Title: Assassin’s Apprentice
Author: Robin Hobb
Series: Farseer Trilogy #1 Realm of the Elderlings #1
E.S.C.A.P.E Score: 48
(see below for breakdown)
From Goodreads: In a faraway land where members of the royal family are named for the virtues they embody, one young boy will become a walking enigma.
Born on the wrong side of the sheets, Fitz, son of Chivalry Farseer, is a royal bastard, cast out into the world, friendless and lonely. Only his magical link with animals – the old art known as the Wit – gives him solace and companionship. But the Wit, if used too often, is a perilous magic, and one abhorred by the nobility.
So when Fitz is finally adopted into the royal household, he must give up his old ways and embrace a new life of weaponry, scribing, courtly manners; and how to kill a man secretly, as he trains to become a royal assassin.
Trigger warnings: Animal death – there are a few on page deaths of dogs in particular which might upset some animal lovers.
This was actually a re-read for me but I think I was much more invested this time around. Assassin’s apprentice is a really hard book to describe. It is essentially a detailed character driven story from the perspective of a slightly unreliable narrator. We follow the first 12/13 years of the life of our narrator Fitz who is, late in his life, writing his memoirs and is recollecting the events of his life, filling in information about the world as aspects come up. This stylistic choice can at times make the story seem rather slow, but as Hobb doesn’t give Fitz a break, his life just being one tragedy after another, so It never gets boring.

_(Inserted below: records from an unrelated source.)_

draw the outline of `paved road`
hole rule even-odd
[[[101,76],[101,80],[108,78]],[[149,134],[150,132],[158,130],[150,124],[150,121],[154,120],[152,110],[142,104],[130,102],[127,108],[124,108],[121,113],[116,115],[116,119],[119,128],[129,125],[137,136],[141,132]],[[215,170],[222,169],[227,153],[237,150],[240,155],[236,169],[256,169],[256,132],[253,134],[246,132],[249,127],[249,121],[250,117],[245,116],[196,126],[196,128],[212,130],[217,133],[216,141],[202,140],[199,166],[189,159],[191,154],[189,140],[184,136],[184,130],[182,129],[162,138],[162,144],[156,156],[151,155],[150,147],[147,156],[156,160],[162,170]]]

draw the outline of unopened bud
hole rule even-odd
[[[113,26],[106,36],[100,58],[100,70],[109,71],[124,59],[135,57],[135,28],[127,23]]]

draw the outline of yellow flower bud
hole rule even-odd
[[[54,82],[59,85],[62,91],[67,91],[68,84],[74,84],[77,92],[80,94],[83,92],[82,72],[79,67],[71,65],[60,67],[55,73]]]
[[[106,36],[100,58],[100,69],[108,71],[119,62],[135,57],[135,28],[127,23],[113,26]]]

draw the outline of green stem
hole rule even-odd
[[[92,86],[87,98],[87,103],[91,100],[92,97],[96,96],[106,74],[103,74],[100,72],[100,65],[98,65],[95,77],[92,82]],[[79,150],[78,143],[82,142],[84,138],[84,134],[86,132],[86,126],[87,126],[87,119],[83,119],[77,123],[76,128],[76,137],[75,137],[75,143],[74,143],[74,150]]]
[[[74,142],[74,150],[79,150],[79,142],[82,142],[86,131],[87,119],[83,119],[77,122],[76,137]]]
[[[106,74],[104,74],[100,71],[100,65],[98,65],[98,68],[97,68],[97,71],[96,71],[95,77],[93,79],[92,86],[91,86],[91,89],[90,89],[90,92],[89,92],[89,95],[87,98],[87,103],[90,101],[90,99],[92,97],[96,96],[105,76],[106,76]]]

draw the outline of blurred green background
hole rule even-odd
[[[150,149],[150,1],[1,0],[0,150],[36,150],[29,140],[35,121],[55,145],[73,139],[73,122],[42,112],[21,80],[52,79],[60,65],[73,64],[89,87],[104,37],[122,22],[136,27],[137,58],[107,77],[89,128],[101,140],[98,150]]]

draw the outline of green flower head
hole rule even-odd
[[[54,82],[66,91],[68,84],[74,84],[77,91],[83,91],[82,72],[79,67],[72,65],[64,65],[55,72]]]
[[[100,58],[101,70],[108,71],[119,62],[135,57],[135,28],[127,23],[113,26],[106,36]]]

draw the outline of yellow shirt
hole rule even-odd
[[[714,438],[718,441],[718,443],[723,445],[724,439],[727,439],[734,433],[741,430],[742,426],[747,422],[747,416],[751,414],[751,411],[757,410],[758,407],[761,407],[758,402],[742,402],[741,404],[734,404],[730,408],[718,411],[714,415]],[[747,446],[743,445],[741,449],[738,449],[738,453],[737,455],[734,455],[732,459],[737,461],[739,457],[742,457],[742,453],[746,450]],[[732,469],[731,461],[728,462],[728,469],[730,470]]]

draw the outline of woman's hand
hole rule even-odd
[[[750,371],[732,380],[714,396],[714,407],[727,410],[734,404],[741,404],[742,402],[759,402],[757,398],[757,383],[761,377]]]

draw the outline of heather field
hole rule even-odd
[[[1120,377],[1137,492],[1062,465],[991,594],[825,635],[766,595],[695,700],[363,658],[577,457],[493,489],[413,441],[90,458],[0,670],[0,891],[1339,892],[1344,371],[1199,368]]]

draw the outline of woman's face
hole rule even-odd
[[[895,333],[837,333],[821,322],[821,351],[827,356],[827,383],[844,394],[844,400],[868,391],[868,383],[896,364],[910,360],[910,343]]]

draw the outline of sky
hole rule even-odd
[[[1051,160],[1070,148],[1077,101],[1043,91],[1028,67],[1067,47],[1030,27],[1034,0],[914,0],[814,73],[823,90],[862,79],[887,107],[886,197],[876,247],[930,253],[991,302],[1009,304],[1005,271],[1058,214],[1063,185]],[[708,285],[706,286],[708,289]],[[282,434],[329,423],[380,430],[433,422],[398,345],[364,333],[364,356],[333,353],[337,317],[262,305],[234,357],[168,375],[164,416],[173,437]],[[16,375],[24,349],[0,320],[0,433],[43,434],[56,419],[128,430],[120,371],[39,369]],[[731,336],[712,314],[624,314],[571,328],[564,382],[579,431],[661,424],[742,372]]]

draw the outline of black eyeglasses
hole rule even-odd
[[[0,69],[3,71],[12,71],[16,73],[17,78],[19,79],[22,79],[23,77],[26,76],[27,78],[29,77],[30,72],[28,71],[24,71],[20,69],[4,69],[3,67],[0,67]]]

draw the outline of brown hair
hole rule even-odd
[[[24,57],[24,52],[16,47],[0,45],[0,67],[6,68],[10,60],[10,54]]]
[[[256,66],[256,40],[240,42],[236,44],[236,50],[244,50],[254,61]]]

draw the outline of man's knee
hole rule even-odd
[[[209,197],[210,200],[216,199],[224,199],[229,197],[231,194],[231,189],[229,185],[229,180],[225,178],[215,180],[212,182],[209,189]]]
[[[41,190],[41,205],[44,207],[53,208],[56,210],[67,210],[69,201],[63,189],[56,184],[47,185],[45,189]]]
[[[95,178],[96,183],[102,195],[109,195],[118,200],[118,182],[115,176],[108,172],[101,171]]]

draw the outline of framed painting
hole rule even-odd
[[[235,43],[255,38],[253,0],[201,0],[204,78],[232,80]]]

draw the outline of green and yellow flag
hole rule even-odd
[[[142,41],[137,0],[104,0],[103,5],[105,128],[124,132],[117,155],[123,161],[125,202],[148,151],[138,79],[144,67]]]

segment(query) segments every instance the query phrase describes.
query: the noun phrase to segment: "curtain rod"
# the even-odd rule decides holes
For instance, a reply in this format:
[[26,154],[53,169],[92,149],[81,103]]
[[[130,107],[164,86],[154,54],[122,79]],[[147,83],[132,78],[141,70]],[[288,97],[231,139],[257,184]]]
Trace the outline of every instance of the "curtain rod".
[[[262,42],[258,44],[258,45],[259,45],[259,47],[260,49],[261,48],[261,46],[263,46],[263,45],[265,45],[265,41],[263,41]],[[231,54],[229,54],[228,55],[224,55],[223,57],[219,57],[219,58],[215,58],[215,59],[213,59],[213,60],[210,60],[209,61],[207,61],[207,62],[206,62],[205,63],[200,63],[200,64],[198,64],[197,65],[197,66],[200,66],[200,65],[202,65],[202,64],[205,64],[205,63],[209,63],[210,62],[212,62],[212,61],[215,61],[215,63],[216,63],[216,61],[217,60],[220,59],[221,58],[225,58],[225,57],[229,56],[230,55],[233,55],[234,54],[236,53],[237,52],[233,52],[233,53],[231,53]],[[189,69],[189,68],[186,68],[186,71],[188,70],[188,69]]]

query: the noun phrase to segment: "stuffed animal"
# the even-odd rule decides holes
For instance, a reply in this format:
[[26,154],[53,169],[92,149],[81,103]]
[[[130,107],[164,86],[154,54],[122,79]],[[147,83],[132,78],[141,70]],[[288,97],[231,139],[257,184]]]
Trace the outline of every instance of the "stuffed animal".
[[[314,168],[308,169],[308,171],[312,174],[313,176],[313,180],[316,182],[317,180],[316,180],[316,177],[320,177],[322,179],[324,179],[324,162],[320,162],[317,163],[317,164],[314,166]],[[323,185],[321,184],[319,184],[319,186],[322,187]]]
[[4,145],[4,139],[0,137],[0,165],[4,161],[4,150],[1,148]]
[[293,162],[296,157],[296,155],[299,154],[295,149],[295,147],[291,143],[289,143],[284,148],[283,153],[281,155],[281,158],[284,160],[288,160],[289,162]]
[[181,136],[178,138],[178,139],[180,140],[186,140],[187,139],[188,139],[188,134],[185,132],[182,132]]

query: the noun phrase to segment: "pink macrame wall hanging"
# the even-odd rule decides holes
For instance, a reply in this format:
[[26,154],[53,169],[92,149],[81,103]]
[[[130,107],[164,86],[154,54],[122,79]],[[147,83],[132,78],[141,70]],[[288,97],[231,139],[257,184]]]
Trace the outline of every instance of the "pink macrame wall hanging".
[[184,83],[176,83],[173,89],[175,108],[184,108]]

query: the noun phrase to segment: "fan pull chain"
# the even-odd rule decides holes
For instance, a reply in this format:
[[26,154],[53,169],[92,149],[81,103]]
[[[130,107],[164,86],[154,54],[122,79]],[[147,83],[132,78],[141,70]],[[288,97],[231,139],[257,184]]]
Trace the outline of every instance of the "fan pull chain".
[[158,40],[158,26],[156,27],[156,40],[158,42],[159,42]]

Instead, we get an interesting and well paced tale that really gives us deep insight into Fitz’ day to day life, education in the various aspects of life at court and into his relationships with those around him. The perspective gives these relationships real heart. I felt his pain, his joy and his exhaustion becoming completely engrossed in his world.
Hobb really captures the growth of Fitz as a young boy as he learns to navigate his way through the world, learns his various trades etc., but she also successfully keeps the areas of exaggeration and misremembering that comes from the older Fitz thinking about his past and what knowledge he now has that he has to impart to the reader. This makes it very easy to get absorbed into the world and learn about it. It is clear it has a vast history, political structure and its own mythology.
There is that sense with every character we encounter that there is a lot more to them outside of what Fitz knows. They themselves are complex and detailed. They don’t feel like they disappear when we are not reading about them but that they go off and have their own stories while we are reading another which just adds to the fleshed out detail to this book. The magic system is also very complex and thought out yet it is taught to the reader over time that both keeps it interesting but also keeps the story moving. It kind of had me urging Fitz on as he learnt it so I could learn more myself. The two complementary, yet conflicting due to the cultural beliefs of the people, systems are just so interesting. Even after the first book we are still only scraping the surface of what can be done with each of the powers.
It is hard to fully pinpoint the plot as we get everything from political machinations and court intrigue to Fitz’ apprenticeships (he holds many in his few years) to the larger threat to the kingdom and what that means for the people. But it is none the less entertaining.
Overall I really enjoyed this book. I am looking forward to continuing with Fitz story and learning more about the realm of the Elderlings.